In this composite anode material, the carbon nanohorns enhance the lithium storage capability of molybdenum trioxide nanobelts by improving its conductivity and also by acting as a lithium storage medium. The flower-like the structure of nanohorns allows for better storage of lithium ions during the electrochemical process and helps for easy diffusion of lithium ions since the spherical aggregates open up enough space between aggregates for the diffusion. All in all, the battery developed using this new anode material displayed superior electrochemical properties, excellent rate capability, and outstanding cycle life. “In this research, the structure and properties of the single-walled carbon nanohorns are effectively utilized to develop state-of-the- art advanced next-generation energy storage device. The potential of the nanohorns are well utilized and synergized with the nanobelts to enhance battery performance. I appreciate this research effort for considering the strengths of the carbon nanohorn assembly synergised with molybdenum trioxide nanobelts in this work for the development of nextgeneration energy storage applications,” adds Dr. Joseph Berkmans.

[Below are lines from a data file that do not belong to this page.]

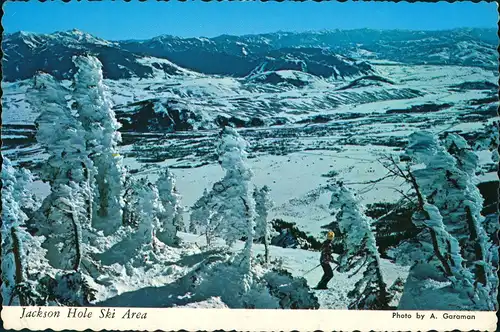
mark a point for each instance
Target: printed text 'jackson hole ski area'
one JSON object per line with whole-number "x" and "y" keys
{"x": 166, "y": 162}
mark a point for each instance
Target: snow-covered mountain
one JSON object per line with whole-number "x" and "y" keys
{"x": 237, "y": 55}
{"x": 337, "y": 53}
{"x": 27, "y": 53}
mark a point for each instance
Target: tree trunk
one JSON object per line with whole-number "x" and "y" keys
{"x": 266, "y": 248}
{"x": 77, "y": 236}
{"x": 16, "y": 248}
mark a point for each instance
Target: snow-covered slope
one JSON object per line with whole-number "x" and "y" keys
{"x": 167, "y": 285}
{"x": 26, "y": 53}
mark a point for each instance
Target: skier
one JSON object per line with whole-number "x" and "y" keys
{"x": 325, "y": 259}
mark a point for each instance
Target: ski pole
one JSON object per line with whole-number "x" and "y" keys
{"x": 311, "y": 270}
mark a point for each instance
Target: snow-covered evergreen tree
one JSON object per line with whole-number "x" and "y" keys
{"x": 13, "y": 251}
{"x": 171, "y": 220}
{"x": 204, "y": 219}
{"x": 102, "y": 138}
{"x": 68, "y": 170}
{"x": 263, "y": 228}
{"x": 437, "y": 274}
{"x": 489, "y": 140}
{"x": 149, "y": 207}
{"x": 448, "y": 183}
{"x": 232, "y": 196}
{"x": 228, "y": 210}
{"x": 370, "y": 292}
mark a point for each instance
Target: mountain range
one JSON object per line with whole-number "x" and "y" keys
{"x": 335, "y": 54}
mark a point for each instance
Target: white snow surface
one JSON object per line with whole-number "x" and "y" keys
{"x": 158, "y": 285}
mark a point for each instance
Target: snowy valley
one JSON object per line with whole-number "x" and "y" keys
{"x": 157, "y": 147}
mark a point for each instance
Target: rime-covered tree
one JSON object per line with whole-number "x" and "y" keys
{"x": 447, "y": 256}
{"x": 68, "y": 171}
{"x": 204, "y": 219}
{"x": 263, "y": 228}
{"x": 171, "y": 220}
{"x": 489, "y": 139}
{"x": 370, "y": 292}
{"x": 447, "y": 182}
{"x": 232, "y": 196}
{"x": 13, "y": 251}
{"x": 436, "y": 274}
{"x": 102, "y": 138}
{"x": 230, "y": 203}
{"x": 148, "y": 209}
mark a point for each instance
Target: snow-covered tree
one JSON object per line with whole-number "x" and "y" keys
{"x": 449, "y": 255}
{"x": 232, "y": 196}
{"x": 68, "y": 171}
{"x": 370, "y": 292}
{"x": 171, "y": 220}
{"x": 102, "y": 138}
{"x": 263, "y": 228}
{"x": 204, "y": 219}
{"x": 149, "y": 207}
{"x": 437, "y": 274}
{"x": 229, "y": 208}
{"x": 448, "y": 183}
{"x": 489, "y": 140}
{"x": 13, "y": 251}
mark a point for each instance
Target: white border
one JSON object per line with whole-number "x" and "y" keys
{"x": 168, "y": 319}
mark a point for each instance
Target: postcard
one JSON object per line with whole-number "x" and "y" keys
{"x": 253, "y": 166}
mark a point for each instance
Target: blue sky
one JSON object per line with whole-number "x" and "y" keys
{"x": 117, "y": 20}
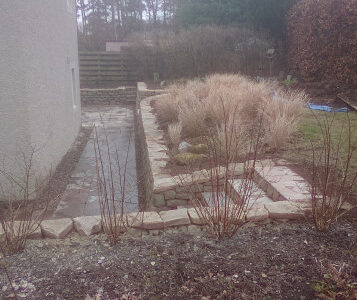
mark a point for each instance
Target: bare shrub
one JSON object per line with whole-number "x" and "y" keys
{"x": 225, "y": 210}
{"x": 7, "y": 273}
{"x": 198, "y": 51}
{"x": 333, "y": 178}
{"x": 21, "y": 193}
{"x": 113, "y": 184}
{"x": 174, "y": 132}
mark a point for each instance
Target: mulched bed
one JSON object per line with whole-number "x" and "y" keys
{"x": 276, "y": 261}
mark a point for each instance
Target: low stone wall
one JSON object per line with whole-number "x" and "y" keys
{"x": 108, "y": 96}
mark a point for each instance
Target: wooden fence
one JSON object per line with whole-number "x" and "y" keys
{"x": 106, "y": 70}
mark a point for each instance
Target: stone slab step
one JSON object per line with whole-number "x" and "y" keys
{"x": 212, "y": 198}
{"x": 281, "y": 183}
{"x": 56, "y": 229}
{"x": 34, "y": 233}
{"x": 258, "y": 196}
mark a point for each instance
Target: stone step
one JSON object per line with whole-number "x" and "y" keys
{"x": 212, "y": 198}
{"x": 281, "y": 183}
{"x": 258, "y": 196}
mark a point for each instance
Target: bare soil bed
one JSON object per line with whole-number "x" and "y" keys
{"x": 277, "y": 261}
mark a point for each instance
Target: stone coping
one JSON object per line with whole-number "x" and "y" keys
{"x": 163, "y": 220}
{"x": 120, "y": 88}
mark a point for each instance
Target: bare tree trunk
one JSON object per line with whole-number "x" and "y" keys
{"x": 115, "y": 34}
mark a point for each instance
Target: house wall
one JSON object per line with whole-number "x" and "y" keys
{"x": 39, "y": 100}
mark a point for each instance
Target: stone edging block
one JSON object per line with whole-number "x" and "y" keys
{"x": 177, "y": 217}
{"x": 88, "y": 225}
{"x": 56, "y": 229}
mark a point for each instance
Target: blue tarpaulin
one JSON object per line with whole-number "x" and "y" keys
{"x": 327, "y": 108}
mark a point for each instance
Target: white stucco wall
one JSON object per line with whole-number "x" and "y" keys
{"x": 38, "y": 50}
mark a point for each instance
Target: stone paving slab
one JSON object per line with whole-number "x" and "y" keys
{"x": 56, "y": 229}
{"x": 176, "y": 217}
{"x": 258, "y": 196}
{"x": 257, "y": 213}
{"x": 194, "y": 217}
{"x": 88, "y": 225}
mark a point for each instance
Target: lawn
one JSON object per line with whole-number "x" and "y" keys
{"x": 309, "y": 133}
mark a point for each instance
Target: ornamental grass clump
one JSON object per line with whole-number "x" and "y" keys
{"x": 224, "y": 208}
{"x": 333, "y": 174}
{"x": 26, "y": 198}
{"x": 197, "y": 105}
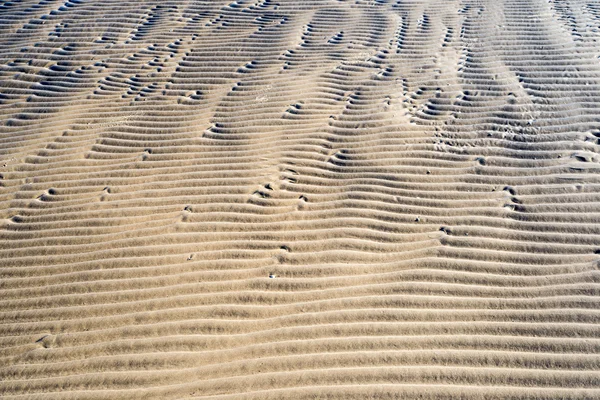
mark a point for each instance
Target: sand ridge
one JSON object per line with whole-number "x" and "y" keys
{"x": 262, "y": 199}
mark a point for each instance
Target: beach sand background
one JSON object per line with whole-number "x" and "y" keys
{"x": 299, "y": 199}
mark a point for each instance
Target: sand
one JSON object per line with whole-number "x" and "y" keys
{"x": 300, "y": 199}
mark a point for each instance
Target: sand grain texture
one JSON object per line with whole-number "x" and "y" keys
{"x": 300, "y": 199}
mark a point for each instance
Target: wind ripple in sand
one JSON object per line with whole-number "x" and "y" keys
{"x": 299, "y": 199}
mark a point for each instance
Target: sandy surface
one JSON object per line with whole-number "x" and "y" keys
{"x": 296, "y": 199}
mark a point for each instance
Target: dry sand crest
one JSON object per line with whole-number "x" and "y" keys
{"x": 266, "y": 199}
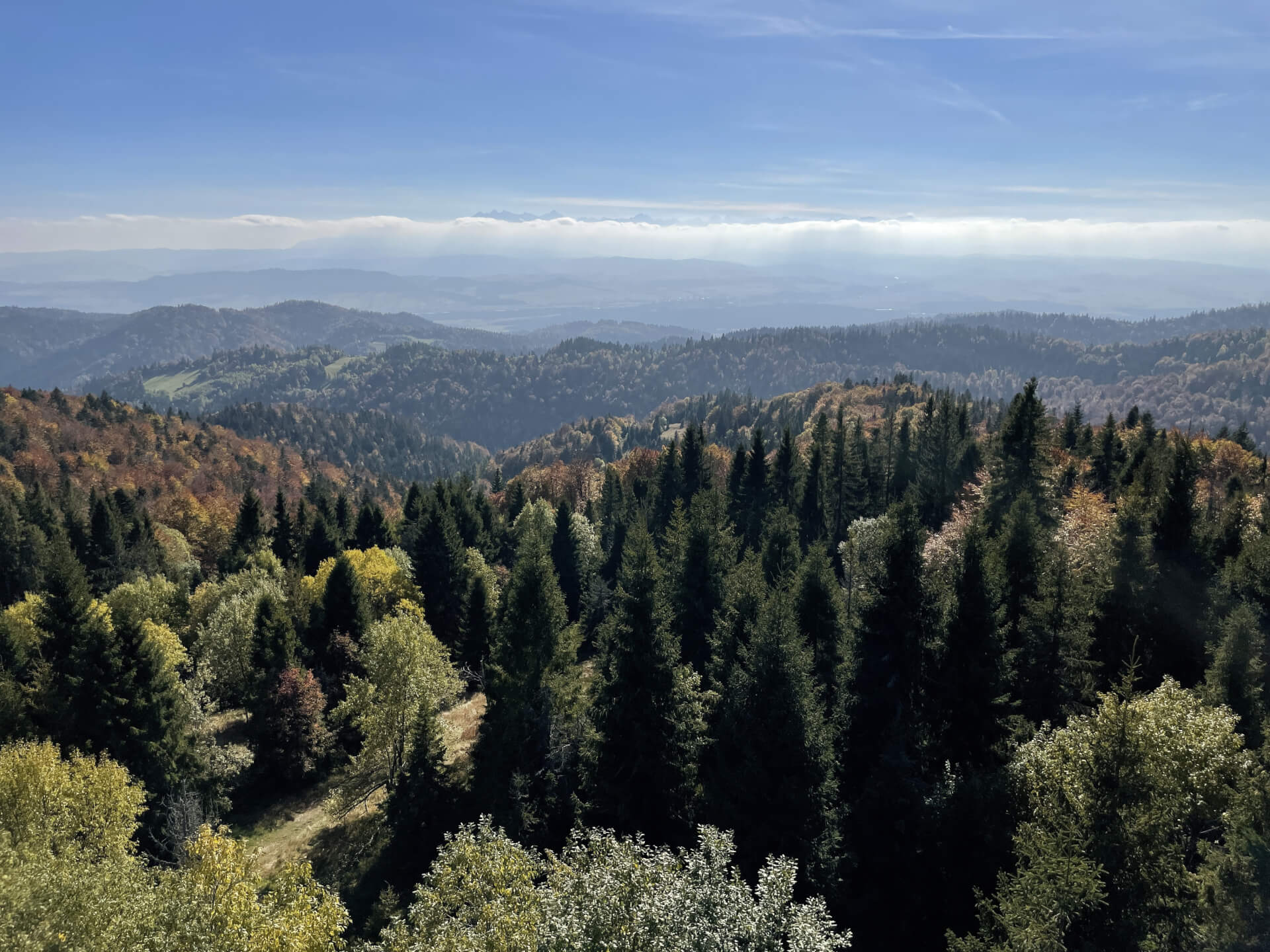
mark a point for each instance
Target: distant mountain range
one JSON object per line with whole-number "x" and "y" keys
{"x": 52, "y": 347}
{"x": 702, "y": 296}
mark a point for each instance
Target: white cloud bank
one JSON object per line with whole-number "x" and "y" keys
{"x": 1236, "y": 241}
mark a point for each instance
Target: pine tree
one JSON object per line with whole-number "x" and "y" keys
{"x": 697, "y": 465}
{"x": 1017, "y": 466}
{"x": 282, "y": 541}
{"x": 105, "y": 551}
{"x": 107, "y": 687}
{"x": 970, "y": 690}
{"x": 904, "y": 473}
{"x": 771, "y": 776}
{"x": 564, "y": 557}
{"x": 521, "y": 776}
{"x": 812, "y": 512}
{"x": 320, "y": 543}
{"x": 248, "y": 530}
{"x": 882, "y": 739}
{"x": 780, "y": 547}
{"x": 1238, "y": 673}
{"x": 785, "y": 473}
{"x": 669, "y": 488}
{"x": 756, "y": 489}
{"x": 372, "y": 528}
{"x": 440, "y": 571}
{"x": 642, "y": 767}
{"x": 737, "y": 487}
{"x": 821, "y": 619}
{"x": 16, "y": 574}
{"x": 700, "y": 553}
{"x": 478, "y": 630}
{"x": 275, "y": 645}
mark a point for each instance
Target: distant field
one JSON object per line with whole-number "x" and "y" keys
{"x": 171, "y": 385}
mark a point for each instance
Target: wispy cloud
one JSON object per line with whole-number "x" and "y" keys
{"x": 1231, "y": 241}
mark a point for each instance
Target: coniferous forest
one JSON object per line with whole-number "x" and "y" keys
{"x": 883, "y": 666}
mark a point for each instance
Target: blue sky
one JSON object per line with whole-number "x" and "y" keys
{"x": 705, "y": 111}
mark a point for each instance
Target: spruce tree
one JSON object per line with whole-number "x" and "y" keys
{"x": 521, "y": 778}
{"x": 904, "y": 473}
{"x": 701, "y": 550}
{"x": 882, "y": 742}
{"x": 756, "y": 489}
{"x": 970, "y": 683}
{"x": 821, "y": 619}
{"x": 343, "y": 604}
{"x": 320, "y": 543}
{"x": 282, "y": 539}
{"x": 785, "y": 473}
{"x": 642, "y": 766}
{"x": 669, "y": 488}
{"x": 16, "y": 576}
{"x": 780, "y": 547}
{"x": 773, "y": 776}
{"x": 107, "y": 688}
{"x": 103, "y": 555}
{"x": 1017, "y": 466}
{"x": 248, "y": 530}
{"x": 737, "y": 487}
{"x": 564, "y": 557}
{"x": 478, "y": 630}
{"x": 697, "y": 463}
{"x": 812, "y": 513}
{"x": 273, "y": 645}
{"x": 440, "y": 571}
{"x": 1238, "y": 673}
{"x": 372, "y": 527}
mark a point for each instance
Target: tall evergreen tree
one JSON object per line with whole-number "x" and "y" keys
{"x": 697, "y": 463}
{"x": 372, "y": 527}
{"x": 970, "y": 683}
{"x": 105, "y": 550}
{"x": 564, "y": 557}
{"x": 812, "y": 510}
{"x": 523, "y": 774}
{"x": 669, "y": 487}
{"x": 282, "y": 539}
{"x": 320, "y": 542}
{"x": 785, "y": 473}
{"x": 822, "y": 619}
{"x": 882, "y": 742}
{"x": 478, "y": 631}
{"x": 756, "y": 489}
{"x": 1238, "y": 673}
{"x": 773, "y": 776}
{"x": 440, "y": 571}
{"x": 642, "y": 767}
{"x": 904, "y": 473}
{"x": 701, "y": 550}
{"x": 1017, "y": 465}
{"x": 249, "y": 534}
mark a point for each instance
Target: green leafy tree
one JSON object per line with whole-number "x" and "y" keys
{"x": 1133, "y": 833}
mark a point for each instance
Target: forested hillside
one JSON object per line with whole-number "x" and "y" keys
{"x": 1104, "y": 331}
{"x": 987, "y": 678}
{"x": 48, "y": 347}
{"x": 499, "y": 400}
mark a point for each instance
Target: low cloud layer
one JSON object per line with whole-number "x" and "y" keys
{"x": 1236, "y": 241}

The team is all geared up for the next phase of the research where they aim to take their work to the market. “The composite anode can be produced on a large scale (several kgs per day). Hence, in the future, we intend to fabricate lithium-ion cells using α-molybdenum trioxide/single-walled carbon nanohorns as an anode in combination with a suitable cathode and demonstrate its performance. A battery pack can also be assembled with the cells and would be used to run an electric vehicle or solar lamp,” says Sumit Ranjan Sahu who is a member of Prof. Haridoss’s team and the first author of the research article.
The team led by Dr. Raghavan Gopalan and Dr. Raju Prakash of ARCI and Prof. Haridoss of IITM, comprised of Sumit Ranjan Sahu, Vallabha Rao Rikka, and Abhijit Chatterjee.